UMBERTO
LENZI (6/08/1931,
Massa Marittima, Grosseto) Si
diploma in regia al Centro Sperimentale di Cinematografia
nel 1956, scrive su riviste come "Bianco e Nero", prima di
esordire nel mondo del cinema come aiuto regista (tra gli
altri "Costantino il Grande", "Il terrore dei mari"), collabora
alla stesura di qualche sceneggiatura ("Il figlio di Aquila
Nera"), fino al grande balzo dietro la macchina da presa,
con la sua opera prima da regista: "Le avventure di Mary Read"
, classico film di cappa e spada.

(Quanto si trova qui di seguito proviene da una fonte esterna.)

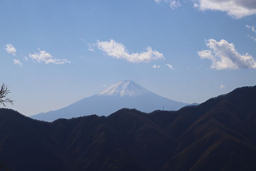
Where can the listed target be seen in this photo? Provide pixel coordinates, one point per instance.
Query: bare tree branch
(4, 91)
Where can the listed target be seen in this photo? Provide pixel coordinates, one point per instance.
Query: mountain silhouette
(124, 94)
(218, 134)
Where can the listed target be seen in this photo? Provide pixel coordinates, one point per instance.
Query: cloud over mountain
(118, 50)
(10, 49)
(224, 55)
(45, 57)
(234, 8)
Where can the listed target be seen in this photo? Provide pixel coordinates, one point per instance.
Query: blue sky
(55, 52)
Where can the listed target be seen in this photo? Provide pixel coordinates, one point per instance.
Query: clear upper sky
(54, 52)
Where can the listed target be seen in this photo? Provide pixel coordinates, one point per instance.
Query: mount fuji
(124, 94)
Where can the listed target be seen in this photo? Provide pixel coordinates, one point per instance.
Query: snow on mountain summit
(124, 88)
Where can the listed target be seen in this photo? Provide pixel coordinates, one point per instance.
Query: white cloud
(172, 3)
(10, 49)
(47, 58)
(119, 51)
(252, 37)
(222, 86)
(170, 66)
(156, 66)
(234, 8)
(252, 28)
(17, 62)
(223, 55)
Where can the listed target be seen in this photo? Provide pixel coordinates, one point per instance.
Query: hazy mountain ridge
(216, 135)
(124, 94)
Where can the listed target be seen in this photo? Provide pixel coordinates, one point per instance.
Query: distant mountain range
(218, 134)
(124, 94)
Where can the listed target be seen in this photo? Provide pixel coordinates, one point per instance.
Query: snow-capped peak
(124, 88)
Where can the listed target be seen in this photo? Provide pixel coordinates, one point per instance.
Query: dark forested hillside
(219, 134)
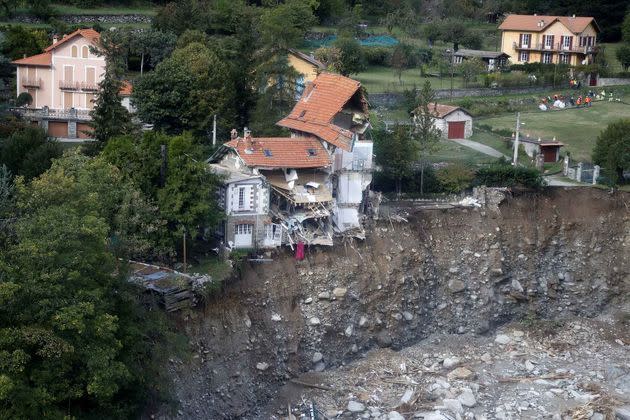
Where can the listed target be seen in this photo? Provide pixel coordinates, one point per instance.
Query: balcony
(31, 82)
(89, 86)
(557, 47)
(69, 85)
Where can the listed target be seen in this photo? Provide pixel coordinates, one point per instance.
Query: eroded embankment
(559, 253)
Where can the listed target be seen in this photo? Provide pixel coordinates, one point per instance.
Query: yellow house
(549, 39)
(308, 67)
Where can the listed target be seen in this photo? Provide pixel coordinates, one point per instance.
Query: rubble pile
(577, 369)
(459, 276)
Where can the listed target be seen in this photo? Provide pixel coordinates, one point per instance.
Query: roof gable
(321, 101)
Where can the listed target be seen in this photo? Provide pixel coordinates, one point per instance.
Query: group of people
(561, 101)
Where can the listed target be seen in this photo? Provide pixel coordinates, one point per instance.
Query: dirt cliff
(551, 255)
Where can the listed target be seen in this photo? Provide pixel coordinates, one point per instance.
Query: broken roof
(538, 23)
(280, 152)
(320, 102)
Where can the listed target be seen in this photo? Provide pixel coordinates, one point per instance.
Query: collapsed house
(304, 188)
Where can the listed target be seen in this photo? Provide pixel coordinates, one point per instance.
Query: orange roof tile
(40, 60)
(126, 88)
(281, 152)
(319, 104)
(89, 34)
(538, 23)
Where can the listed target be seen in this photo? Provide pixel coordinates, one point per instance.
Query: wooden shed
(454, 122)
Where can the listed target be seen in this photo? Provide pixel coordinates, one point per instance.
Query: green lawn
(378, 79)
(576, 128)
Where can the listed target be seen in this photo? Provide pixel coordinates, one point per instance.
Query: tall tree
(109, 117)
(612, 150)
(426, 132)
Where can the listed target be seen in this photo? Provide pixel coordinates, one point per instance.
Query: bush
(455, 177)
(505, 175)
(377, 56)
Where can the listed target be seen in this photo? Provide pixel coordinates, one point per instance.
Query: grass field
(576, 128)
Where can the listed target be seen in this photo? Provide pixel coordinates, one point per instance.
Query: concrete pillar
(72, 129)
(596, 170)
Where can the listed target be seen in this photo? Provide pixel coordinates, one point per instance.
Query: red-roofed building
(63, 82)
(549, 39)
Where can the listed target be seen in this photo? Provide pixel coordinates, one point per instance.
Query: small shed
(454, 122)
(494, 59)
(550, 149)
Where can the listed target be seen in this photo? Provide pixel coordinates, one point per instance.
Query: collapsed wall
(547, 255)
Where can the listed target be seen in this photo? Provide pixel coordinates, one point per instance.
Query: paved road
(487, 150)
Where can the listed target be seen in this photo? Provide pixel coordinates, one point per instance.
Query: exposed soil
(459, 273)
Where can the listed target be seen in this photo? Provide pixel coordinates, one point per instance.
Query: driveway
(487, 150)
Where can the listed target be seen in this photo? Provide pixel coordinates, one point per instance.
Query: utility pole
(518, 127)
(184, 250)
(214, 131)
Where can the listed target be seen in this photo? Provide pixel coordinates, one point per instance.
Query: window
(524, 56)
(241, 198)
(525, 40)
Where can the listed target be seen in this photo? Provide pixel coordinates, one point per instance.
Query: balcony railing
(69, 85)
(558, 47)
(89, 86)
(31, 82)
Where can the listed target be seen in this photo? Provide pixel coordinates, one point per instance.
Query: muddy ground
(454, 275)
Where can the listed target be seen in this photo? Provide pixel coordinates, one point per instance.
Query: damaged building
(304, 188)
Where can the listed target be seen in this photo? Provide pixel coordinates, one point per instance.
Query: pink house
(63, 82)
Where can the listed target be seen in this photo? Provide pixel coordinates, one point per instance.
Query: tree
(19, 41)
(427, 134)
(28, 152)
(623, 55)
(109, 117)
(470, 69)
(74, 343)
(349, 58)
(185, 91)
(612, 150)
(396, 152)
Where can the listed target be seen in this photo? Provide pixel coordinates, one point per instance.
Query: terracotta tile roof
(126, 88)
(441, 110)
(89, 34)
(281, 152)
(538, 23)
(319, 104)
(308, 58)
(41, 60)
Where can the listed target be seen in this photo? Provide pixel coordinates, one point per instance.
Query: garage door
(456, 129)
(58, 129)
(243, 236)
(84, 131)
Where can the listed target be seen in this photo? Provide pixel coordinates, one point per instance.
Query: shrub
(455, 177)
(505, 175)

Influenzato più di
ogni altro regista italiano dal cinema d'azione americano
(tra i suoi maestri dichiarati, ci sono Walsh, Fuller ed Edgar
G. Ulmer), si dedica alla rilettura dei classici salgariani,
firmando "Sandokan", interpretato dal grande Steve Reeves,
"I pirati della Malesia" (durante la lavorazione del quale,
la troupe è sorpresa dallo scoppio della guerra civile
che porterà al distacco di Singapore dalla Malesia!)

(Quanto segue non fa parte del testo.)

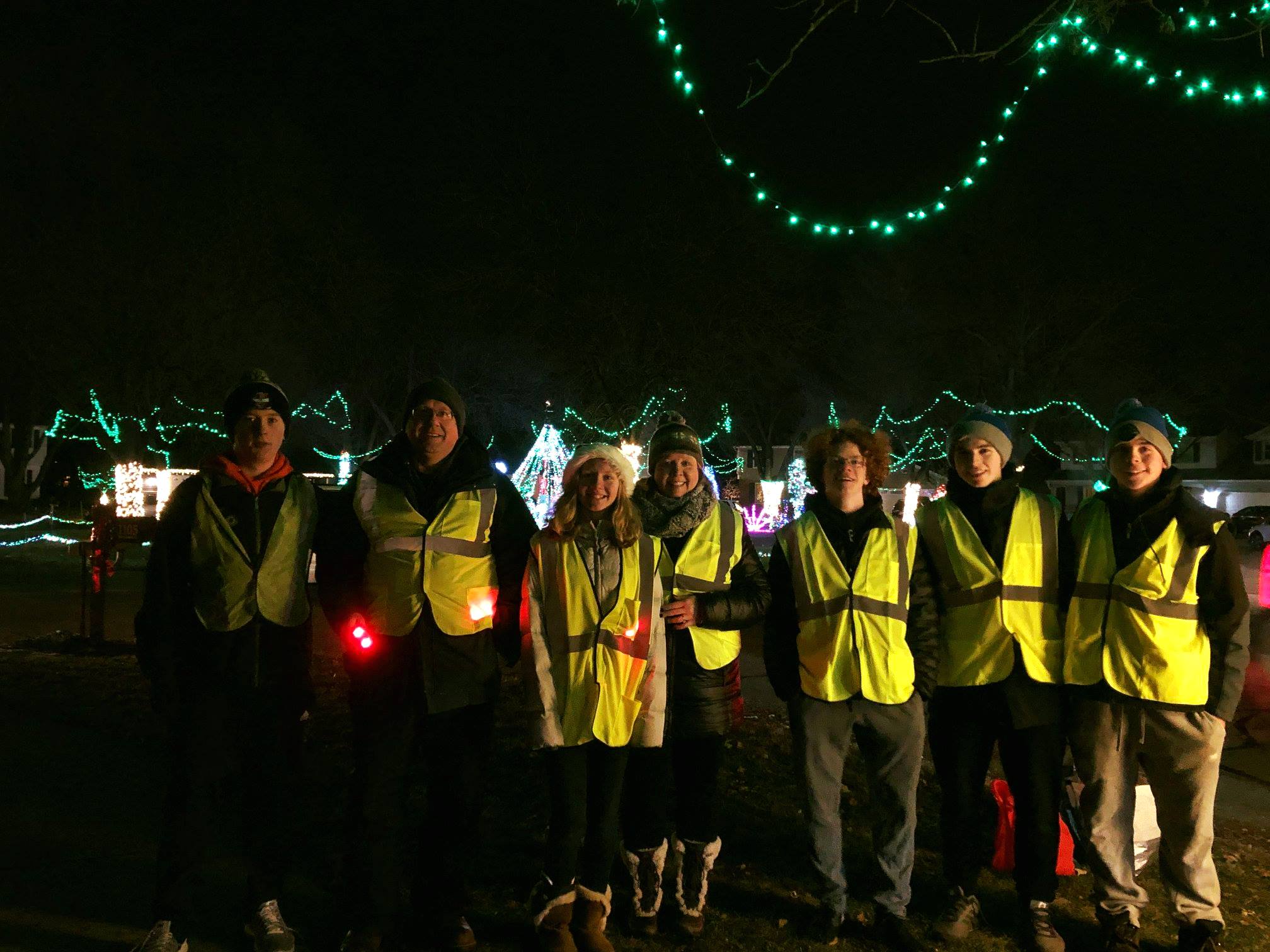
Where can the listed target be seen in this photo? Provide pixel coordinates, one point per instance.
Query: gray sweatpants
(891, 739)
(1181, 754)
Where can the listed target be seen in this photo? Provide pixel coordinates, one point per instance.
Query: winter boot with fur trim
(692, 880)
(590, 917)
(552, 914)
(646, 867)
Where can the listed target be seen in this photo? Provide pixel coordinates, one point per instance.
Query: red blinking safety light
(362, 637)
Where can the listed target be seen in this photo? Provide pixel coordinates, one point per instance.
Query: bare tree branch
(991, 54)
(812, 27)
(935, 22)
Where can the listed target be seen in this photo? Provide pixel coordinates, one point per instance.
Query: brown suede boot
(692, 883)
(590, 917)
(646, 867)
(551, 922)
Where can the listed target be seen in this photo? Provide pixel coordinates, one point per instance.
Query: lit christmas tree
(540, 477)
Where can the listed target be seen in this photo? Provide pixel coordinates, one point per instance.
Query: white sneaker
(161, 939)
(268, 931)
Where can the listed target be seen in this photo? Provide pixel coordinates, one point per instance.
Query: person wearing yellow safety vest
(850, 644)
(420, 565)
(716, 587)
(224, 637)
(1156, 650)
(595, 672)
(1001, 557)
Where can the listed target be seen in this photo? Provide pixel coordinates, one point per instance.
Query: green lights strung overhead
(1050, 41)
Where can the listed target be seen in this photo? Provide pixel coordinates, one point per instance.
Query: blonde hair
(627, 526)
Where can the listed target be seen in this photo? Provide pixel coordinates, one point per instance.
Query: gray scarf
(671, 518)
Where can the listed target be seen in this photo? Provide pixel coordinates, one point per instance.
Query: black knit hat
(256, 391)
(437, 388)
(673, 436)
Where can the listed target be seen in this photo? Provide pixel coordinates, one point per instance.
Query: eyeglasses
(852, 462)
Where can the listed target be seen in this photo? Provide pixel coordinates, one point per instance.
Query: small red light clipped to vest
(361, 633)
(481, 603)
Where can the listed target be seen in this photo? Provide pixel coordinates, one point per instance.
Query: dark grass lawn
(83, 776)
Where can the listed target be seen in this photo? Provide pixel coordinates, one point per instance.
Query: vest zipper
(256, 593)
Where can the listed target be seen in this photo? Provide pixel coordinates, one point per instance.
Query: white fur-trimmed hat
(610, 455)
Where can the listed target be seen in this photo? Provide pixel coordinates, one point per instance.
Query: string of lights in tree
(1206, 22)
(1194, 87)
(884, 225)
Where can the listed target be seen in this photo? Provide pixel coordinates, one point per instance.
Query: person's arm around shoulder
(1223, 609)
(747, 598)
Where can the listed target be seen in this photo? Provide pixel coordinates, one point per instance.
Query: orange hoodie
(227, 466)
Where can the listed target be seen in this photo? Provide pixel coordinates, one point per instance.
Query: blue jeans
(891, 739)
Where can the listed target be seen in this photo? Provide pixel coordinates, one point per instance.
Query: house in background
(32, 465)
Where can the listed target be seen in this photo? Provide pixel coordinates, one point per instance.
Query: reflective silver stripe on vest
(958, 597)
(639, 645)
(811, 611)
(1102, 592)
(727, 547)
(447, 543)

ed "I tre sergenti del Bengala" , prima di virare decisamente
verso il genere più in voga al momento, lo spionaggio,
girando in due anni ben quattro titoli, tra i quali forse
i più rilevanti" sono Superseven chiama Cairo" e "A
008 Operazione Sterminio". Poi trae un film dal fumetto
"Kriminal", quindi passa ai film di guerra con "Attentato
ai tre grandi". Nel 1968
mette in scena "La legione dei dannati", avvalendosi
di una produzione Titanus decisamente ricca, tanto da ospitare
come protagonisti Jack Palance e Curd Jurgens, dopodiché
inventa il thriller erotico all'italiana, firmando la celebre
trilogia "Orgasmo", in cui è autore del soggetto
e della sceneggiatura, con ottimo colpo
di scena finale, "Così dolce, così perversa",
con toni raffinatamente macabri e sensuali, con le
musiche di Riz Ortolani, e "Paranoia",
in cui Lenzi confonde abilmente colpevoli e vittime, in un
crescendo di tensione (con la diva hollywoodiana Carroll Baker
presente in tutti e 3 i film). Con "Il Paese del sesso
selvaggio" (1972), un film sui rituali tribali
suggerito da un'inchiesta di Emanuelle Arsan, Lenzi sfiora
il tema dell'antropofagia che riprende più dettagliatamrente
con "Mangiati vivi" (1979) e "Cannibal Ferox"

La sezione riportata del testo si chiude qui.